Discuss the development of the New Testament canon. On what basis did some Christian books come to be considered authoritative while others were not?
The guiding hand of God and the inspiration of the Holy Spirit can be seen in the development of the biblical canon. The word “canon” is a strange word to most Christians (as they think of a big gun or a large office copier machine). But its originally meaning is ‘a measuring reed’, and has come to mean ‘those books accepted by the church as the standard that governs Christian belief and conduct.’ A more simplistic definition of the biblical canon would be: books accepted by the early church – and subsequently most evangelical Christians today- as divinely inspired.
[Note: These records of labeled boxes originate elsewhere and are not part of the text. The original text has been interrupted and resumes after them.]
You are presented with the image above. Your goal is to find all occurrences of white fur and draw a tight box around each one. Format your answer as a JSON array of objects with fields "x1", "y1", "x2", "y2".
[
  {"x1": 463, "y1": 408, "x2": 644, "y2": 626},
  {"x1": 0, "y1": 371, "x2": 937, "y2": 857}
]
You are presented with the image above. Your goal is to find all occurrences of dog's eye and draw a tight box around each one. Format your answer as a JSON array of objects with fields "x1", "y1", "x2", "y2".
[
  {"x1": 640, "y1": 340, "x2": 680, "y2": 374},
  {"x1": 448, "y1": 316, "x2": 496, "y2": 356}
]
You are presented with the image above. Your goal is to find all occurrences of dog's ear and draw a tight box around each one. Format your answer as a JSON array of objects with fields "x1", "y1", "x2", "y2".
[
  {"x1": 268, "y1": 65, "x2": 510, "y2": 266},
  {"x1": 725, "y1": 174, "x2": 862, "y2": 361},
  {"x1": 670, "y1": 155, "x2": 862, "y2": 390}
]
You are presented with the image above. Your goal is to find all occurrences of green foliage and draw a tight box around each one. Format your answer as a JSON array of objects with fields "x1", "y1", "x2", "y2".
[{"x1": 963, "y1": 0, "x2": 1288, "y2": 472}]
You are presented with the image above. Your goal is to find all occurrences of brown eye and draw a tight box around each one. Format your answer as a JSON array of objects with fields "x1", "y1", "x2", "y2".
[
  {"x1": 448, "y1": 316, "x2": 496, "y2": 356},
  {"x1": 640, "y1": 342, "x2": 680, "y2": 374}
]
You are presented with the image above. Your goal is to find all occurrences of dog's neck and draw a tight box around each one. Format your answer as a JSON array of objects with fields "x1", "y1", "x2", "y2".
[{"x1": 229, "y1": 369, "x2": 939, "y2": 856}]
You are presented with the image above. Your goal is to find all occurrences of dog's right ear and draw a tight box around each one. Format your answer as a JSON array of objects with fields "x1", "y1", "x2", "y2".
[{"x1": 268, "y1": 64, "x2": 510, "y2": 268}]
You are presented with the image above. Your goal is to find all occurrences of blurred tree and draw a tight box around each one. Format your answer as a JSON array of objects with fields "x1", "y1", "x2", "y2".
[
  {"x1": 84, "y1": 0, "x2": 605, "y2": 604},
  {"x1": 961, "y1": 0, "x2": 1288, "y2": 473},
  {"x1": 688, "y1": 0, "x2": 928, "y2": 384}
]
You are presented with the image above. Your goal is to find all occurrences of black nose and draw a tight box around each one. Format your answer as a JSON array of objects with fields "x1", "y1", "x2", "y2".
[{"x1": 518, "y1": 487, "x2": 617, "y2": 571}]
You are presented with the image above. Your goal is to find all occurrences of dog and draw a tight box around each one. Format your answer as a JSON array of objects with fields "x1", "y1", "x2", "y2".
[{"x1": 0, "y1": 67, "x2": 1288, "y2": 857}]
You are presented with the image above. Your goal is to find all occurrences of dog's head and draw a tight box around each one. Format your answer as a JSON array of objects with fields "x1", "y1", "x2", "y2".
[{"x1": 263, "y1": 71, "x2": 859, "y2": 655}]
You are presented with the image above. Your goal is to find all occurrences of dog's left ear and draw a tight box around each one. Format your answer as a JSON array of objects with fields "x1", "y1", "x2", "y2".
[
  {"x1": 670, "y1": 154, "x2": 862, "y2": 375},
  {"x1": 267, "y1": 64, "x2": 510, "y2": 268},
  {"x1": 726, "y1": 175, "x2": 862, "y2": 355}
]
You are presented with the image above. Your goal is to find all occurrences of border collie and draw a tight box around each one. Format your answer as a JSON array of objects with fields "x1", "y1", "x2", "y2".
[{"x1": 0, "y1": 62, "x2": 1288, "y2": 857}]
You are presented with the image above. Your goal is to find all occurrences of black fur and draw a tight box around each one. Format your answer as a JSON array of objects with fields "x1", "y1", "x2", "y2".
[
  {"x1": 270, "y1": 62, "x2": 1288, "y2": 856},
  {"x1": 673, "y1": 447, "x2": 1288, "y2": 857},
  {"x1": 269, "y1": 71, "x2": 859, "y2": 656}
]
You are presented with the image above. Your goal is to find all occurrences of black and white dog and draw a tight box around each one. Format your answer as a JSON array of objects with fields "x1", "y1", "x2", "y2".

The most crucial filter, or criterion, of the development of the New Testament canon was that of apostolicity. Apostolicity refers to the authorship of either an apostle or by that of an associate of an apostle. By applying this criteria, the criteria of time is subsequently placed on the books that were considered as being canonical, for if a book was written by an apostle or his associate, it therefore would have been written within a certain time. In other words, since a book had to be written by either an apostle or his associate to be canonical (that is, included in the New Testament), a book written say, 175 AD, could not be included, because that would have been after the time of any apostle or their associate.
It is necessary to note that Christians in the first century, or at least the first half of the first century, did not have the New Testament as we know of the New Testament. They did, however, have the Old Testament, oral traditions and stories about Jesus’ works and deeds, and messages from God spoken by Christian prophets. Once written, the New Testament works still faced the challenges of distribution and acceptance, challenges that God would eventually put asunder.
Once the books were written, their acceptance can be classified into two groups. The first group, called homolegoumena (Greek for ‘confessed’), were books that were immediately accepted as canonical once they were written. These include the Pauline letters and the Gospels. The second group, antilegomena (Greek for ‘contradicted’), was so named because people were at first skeptical about either their authorship or their divine inspiration. Reasons for this skepticism include the fact that these books were unfamiliar to people because they were more slowly, and less widely, distributed. Others questioned the authority of certain books -namely Hebrews- because they were unable to determine who authored them. We still, to this day, do not know who wrote the book of Hebrews. (Many have their opinion. Mine is that of Barnabas. However, God hasn’t decided to share that tidbit of information with us, so we do not know with any amount of certainty).
Predominantly written over the latter half of the first century, and compiled as the official cannon in the second and third centuries, the biblical canon is the inspired, inerrant Word of God. Although some of the books of the Bible were initially in dispute during the early years, the church eventually recognized the divine nature of all of these scriptures and accepted them as inspired by either apostles or their associates.
Even today, in a spirit of discernment and prayer, one needs only to read the canonical and noncanonical books side by side to see the accuracy of the inspiration that led to the formation of the infallible, inerrant, incorruptible canon.
“All scripture is given by inspiration of God, and is profitable for doctrine, for reproof, for correction, for instruction in righteousness”. 2 Timothy 3:16 (King James Version) Selah!